Castle in Brugg, Switzerland

Altenburg Castle is a castle in the village of Altenburg bei Brugg in the municipality of Brugg in the canton of Aargau in Switzerland. The castle (the Schlössli) and the Altenburg Roman ruins, which are integrated into it, are classified as Swiss heritage site of national significance.

==History==
===Roman castle===
The exact date of construction is unknown, however the traditional date given is during the reign of Valentinian I or around 370. The discovery of several small coin hoards near the ruins may indicate a construction date as early as the beginning of the 4th century AD.

The castle was built on a point above the Aar river as part of the Limes Germanicus to protect an easily fordable stretch of the river. The castle was bell-shaped with an interior courtyard that was about 28.3 m long. The walls were 3–5 m thick and protected by six or eight half-round towers. The walls were additionally protected by two ditches. The height of the walls is unknown, but a 7.5 m tall section on south side is still visible, incorporated into the medieval Schlössli. The castle gate was on the eastern side of the castle and was flanked by two towers. Nothing is known about the number, location or purposes of the interior buildings.

===Medieval castle===
The Schlössli was built in the ruins of the Roman castle during the late 10th century, probably for an ancestor of the famous Habsburg family. It remained the seat of that family until the construction of Habsburg Castle in the 11th century. After that time it became the seat of Habsburg bailiffs or knights. In 1397 the castle, village and the rest of the Habsburg Eigenamt were gifted to Königsfelden Monastery in Windisch.

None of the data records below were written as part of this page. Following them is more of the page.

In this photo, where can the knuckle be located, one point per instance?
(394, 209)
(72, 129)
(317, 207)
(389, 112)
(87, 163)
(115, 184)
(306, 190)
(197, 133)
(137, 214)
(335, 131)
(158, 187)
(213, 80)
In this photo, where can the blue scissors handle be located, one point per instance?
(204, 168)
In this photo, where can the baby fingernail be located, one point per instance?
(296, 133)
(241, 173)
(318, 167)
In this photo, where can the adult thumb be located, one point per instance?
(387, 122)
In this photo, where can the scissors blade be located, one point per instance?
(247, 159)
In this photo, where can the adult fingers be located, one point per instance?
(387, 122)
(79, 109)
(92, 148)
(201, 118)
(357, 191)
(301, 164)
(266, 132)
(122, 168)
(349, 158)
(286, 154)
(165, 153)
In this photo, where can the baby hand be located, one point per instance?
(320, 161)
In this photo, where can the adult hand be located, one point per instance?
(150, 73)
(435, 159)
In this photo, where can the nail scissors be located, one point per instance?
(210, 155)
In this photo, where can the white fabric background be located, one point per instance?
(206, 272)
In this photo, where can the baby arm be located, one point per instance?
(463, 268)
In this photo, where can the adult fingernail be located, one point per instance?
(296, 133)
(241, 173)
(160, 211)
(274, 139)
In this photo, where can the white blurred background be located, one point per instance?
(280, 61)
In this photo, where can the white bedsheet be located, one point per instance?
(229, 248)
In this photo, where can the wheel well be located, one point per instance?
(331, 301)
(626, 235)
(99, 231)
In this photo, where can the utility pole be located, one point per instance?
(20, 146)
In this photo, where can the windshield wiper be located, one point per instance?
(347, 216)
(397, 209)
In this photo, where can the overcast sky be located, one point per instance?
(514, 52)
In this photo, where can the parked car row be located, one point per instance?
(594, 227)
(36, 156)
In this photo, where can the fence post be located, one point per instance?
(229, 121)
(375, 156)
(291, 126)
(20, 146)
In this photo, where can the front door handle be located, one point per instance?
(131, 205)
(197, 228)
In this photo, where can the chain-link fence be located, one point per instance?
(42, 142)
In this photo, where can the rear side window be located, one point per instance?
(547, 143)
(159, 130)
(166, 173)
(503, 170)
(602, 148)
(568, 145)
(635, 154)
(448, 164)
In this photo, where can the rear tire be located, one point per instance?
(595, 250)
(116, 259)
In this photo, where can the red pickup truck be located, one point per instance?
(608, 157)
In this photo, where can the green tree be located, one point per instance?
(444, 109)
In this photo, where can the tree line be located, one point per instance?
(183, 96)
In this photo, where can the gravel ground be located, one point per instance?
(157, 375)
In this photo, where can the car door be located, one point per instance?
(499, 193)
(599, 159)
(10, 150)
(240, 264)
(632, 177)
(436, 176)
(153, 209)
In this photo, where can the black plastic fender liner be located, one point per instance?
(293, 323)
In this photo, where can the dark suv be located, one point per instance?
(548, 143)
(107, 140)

On 16 November 1414, Emperor Sigismund called the Council of Constance to settle the Western Schism between the three popes (Benedict XIII, Gregory XII, and John XXIII), all of whom claimed legitimacy. Frederick IV of Habsburg sided with John XXIII. When John XXIII was declared an antipope, he fled the city with Frederick's help. The emperor then declared the Habsburg lands forfeited and ordered the neighboring countries to conquer those lands for the emperor. The city-state of Bern had already pledged their support of the emperor against the Habsburgs in 1414, and so they were ready to invade. Following a series of Confederation victories, in 1415 much of the Eigenamt including Altenburg was in Bernese hands. After Bern assumed control, the monastery retained most of their rights to the land and castles.

In 1528 Bern adopted the new faith of the Protestant Reformation and quickly seized and secularized all of the lands of the religious houses. Under Bernese rule, the castle remained a minor manor house tucked away in the country. During the 16th century a late Gothic tower house topped with crow-stepped gables was added. In 1941 it was converted into a youth hostel, which it remains today.